Photo by Donna Thompson – Mayor Mark Blask, center, discusses the 2022 budget during a meeting Tuesday evening in the Little Falls Council Chambers. Also shown are City Clerk Kira Miller, left, and Alderman Todd Dillon, right.
by Donna Thompson
The Little Falls Common Council Tuesday evening unanimously adopted a $6.7 million budget that carries a 1.5 percent increase in the tax levy.
The vote on the $6,706,839 spending plan followed a public hearing at which no one spoke. The new tax rate is $112.93 per $1,000 of assessed value, up from the 2021 rate of $111.26 per $1,000.
There will be no increase in water and sewer rates and all city services will remain the same, said Mayor Mark Blask. “Things are going up – the price of gas, goods, and supplies.”
He pointed out that the new budget does not use money from the city’s fund balance.
“We hope to build a cushion,” he said. “We learned a lot from the audit.” The fund balance should be available to provide funds for emergencies so the city won’t have to borrow if something unexpected comes up, the mayor added.
“A lot of work went into this budget and I’m thankful for everyone who worked on it,” he said. He noted that this was City Treasurer Tony Federico’s first budget. There were meetings with department heads and City Engineer Chet Szymanski spent hours working on the plan, according to Blask.
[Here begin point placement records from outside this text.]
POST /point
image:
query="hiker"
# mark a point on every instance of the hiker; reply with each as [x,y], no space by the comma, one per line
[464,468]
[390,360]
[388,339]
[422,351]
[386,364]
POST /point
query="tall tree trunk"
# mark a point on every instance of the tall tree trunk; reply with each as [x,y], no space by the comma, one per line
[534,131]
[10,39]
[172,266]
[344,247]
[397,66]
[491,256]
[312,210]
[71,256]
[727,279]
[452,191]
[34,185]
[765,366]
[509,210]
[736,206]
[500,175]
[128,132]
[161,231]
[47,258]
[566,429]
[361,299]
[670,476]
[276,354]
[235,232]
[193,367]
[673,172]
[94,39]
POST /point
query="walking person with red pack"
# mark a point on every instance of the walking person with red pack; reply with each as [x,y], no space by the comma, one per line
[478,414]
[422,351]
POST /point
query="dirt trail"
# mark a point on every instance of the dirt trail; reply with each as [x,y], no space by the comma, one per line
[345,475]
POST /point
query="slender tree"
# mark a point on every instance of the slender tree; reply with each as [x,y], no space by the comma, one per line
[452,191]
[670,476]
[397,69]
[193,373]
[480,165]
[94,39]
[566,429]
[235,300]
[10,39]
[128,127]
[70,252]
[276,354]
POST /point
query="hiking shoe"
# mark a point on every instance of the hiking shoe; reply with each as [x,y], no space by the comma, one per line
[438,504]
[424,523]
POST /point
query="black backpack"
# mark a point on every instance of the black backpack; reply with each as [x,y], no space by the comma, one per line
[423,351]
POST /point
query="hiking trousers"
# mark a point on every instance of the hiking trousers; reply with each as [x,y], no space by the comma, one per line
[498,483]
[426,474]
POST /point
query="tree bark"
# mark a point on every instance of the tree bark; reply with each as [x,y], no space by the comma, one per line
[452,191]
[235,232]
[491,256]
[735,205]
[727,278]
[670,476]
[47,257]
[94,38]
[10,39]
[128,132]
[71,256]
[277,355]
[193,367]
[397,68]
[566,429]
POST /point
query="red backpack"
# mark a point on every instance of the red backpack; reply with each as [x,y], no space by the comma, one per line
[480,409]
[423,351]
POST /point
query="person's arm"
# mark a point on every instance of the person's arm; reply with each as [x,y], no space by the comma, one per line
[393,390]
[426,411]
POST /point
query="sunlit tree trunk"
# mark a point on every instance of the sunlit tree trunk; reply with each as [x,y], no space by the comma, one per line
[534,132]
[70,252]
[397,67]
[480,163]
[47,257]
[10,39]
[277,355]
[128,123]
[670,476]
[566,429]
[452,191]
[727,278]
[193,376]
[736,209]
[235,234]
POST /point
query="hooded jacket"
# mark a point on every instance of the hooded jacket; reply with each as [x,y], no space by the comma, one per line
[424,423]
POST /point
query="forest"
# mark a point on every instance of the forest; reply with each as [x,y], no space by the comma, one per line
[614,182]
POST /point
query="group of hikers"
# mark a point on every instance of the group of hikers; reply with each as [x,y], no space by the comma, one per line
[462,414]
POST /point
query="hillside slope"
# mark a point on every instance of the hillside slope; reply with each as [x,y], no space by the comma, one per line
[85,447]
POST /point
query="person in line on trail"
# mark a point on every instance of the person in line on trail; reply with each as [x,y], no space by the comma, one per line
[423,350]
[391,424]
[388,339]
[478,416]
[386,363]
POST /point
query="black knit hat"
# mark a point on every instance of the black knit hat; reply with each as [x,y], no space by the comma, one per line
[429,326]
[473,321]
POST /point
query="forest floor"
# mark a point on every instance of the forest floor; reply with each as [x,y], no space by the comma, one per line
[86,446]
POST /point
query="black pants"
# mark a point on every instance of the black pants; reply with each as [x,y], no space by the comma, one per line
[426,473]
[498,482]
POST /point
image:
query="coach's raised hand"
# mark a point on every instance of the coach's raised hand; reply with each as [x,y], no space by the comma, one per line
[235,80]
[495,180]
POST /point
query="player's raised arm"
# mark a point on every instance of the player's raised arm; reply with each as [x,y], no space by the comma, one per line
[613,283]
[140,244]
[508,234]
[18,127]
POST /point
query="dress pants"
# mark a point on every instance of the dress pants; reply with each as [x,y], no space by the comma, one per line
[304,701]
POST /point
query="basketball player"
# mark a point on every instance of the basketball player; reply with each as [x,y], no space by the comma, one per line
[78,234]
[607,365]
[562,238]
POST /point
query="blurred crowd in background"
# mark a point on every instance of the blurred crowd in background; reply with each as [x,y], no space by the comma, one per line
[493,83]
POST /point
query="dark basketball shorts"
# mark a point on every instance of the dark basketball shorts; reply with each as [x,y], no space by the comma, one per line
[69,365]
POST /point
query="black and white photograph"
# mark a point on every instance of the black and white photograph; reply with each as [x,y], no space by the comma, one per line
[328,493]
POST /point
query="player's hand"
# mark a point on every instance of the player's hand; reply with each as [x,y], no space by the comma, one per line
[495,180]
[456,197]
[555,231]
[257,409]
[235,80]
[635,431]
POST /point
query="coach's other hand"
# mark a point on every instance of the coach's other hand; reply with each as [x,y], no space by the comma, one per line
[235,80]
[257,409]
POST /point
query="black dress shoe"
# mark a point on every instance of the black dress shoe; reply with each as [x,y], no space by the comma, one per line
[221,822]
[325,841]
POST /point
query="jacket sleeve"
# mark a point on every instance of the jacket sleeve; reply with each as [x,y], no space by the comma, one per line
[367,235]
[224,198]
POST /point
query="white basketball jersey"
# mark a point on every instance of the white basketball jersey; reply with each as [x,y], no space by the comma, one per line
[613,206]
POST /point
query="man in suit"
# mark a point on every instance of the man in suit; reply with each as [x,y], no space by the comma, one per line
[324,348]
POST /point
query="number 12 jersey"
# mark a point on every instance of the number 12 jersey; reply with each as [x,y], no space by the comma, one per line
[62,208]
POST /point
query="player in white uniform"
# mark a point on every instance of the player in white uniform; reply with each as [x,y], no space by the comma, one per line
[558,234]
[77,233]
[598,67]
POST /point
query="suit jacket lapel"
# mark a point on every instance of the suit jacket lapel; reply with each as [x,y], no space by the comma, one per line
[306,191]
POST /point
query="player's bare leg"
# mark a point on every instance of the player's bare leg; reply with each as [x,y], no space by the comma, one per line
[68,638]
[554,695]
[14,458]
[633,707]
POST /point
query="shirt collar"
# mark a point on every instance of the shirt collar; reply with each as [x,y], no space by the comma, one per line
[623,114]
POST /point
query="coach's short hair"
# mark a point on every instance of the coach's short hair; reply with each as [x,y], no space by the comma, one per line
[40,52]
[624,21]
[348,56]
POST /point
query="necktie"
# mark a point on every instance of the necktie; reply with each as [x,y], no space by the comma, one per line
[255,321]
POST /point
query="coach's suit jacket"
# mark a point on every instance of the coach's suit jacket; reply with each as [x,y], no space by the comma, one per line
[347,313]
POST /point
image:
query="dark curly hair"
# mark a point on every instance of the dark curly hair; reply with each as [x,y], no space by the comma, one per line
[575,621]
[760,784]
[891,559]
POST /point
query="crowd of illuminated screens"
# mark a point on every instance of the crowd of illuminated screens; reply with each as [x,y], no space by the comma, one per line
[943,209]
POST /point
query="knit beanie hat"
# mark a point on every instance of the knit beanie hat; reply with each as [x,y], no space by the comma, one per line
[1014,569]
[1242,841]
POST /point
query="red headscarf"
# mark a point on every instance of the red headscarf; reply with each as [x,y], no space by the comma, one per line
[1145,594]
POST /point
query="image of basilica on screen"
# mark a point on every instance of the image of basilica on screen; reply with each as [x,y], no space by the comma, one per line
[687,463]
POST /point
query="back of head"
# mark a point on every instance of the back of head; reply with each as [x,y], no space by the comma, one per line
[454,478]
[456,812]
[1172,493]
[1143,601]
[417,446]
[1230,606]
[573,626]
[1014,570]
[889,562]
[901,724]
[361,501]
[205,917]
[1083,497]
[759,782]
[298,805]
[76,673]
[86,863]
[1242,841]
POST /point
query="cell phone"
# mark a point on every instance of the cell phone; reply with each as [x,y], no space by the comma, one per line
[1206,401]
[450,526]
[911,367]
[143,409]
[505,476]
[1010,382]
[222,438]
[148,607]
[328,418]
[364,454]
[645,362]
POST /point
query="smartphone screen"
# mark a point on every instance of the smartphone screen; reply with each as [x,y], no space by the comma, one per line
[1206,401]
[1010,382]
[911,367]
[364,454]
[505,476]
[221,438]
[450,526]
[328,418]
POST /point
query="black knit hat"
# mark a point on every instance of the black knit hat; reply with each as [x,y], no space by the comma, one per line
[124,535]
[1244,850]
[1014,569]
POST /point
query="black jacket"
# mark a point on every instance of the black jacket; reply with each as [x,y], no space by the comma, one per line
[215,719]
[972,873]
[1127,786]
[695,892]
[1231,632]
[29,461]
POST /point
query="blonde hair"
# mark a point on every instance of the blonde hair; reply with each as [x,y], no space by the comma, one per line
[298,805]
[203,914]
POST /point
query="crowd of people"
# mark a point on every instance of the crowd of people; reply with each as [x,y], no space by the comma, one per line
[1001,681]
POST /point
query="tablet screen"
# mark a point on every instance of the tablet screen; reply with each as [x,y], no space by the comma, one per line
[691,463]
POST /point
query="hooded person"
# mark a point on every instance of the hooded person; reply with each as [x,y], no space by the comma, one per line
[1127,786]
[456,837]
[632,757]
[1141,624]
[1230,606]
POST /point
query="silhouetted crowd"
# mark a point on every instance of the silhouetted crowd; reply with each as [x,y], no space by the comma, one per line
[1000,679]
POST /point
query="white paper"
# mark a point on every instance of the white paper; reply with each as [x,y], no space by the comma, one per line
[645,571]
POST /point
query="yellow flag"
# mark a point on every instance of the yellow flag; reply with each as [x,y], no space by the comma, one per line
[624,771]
He praised the entire team and added, “I think we did right by the people of Little Falls.” He commented that he expects the budget process to be much easier next year.
An audit report released last year by the state comptroller’s office showed the city had “significant fiscal stress” and cited overstated fund balances, lack of proper oversight, and annual borrowing because the city’s budget calendar does not align with its fiscal year among the reasons.
Blask said at the time that city officials were working on a corrective plan to address the issues raised.
Reconnect Little Falls
The mayor reported that a Local Planning Committee meeting for the city’s Downtown Revitalization Initiative is scheduled for 6 p.m. Wednesday, April 6, at the Rock City Centre, 690 E. Main St., Little Falls. The session, scheduled to run from 6 to 8 p.m., will also be available online. A Zoom link is available on the website, reconnectlittlefalls.com.
The viability of the projects being considered will be discussed, according to Blask.
The city was selected in December 2021 to receive $10 million in grant funding through the state’s Downtown Revitalization Initiative to implement transformative capital projects in its downtown. The city plans to focus on reconnecting its downtown Main Street to its waterfront along the Mohawk River and its historic canal district.
Alderman Tim Lyon reported that he has been looking into an alert system that would allow the city to send text messages to residents’ cell phones. Residents would choose whether or not to opt-in for the program and it could be used to notify them of snow emergencies, road closures, and other announcements. “There are a lot of options,” he said.
Council members agreed they would like to move forward with the plan.
“The work would be in setting it up,” said Blask. “I think people would appreciate it.” He added that he would like to see the alert system up and running by fall.
Board of Assessment Review
The Common Council voted unanimously to approve a local law reducing the number of members on the city’s Board of Assessment Review from five to three. The local law noted that Real Property Tax Law requires each municipality to have a Board of Assessment Review consisting of three to five members. The city has had difficulty filling vacancies on the board and decided to reduce the number of members to three. An alternate member could be appointed for a one-year term at the discretion of the Common Council, but would only participate and vote in the absence of a regular member. There were no comments during a public hearing held prior to Tuesday’s council meeting.
Daryn Lynch was appointed to the Board of Assessment Review to fill the remainder of Mary Metott’s term, which expires Sept. 30, 2025.
In other business, the council passed a resolution authorizing the mayor and City Attorney Jennifer Chrisman to execute a boundary line agreement and file the necessary documents to correct the boundary lines between property owned by the city and by William and Christina McCue along Loomis Street Extension. The boundary lines shown on the tax map and property deeds do not match up, said Chrisman. Those on the tax map are inaccurate and need to be corrected. The move will reduce the McCues’ assessment, she added.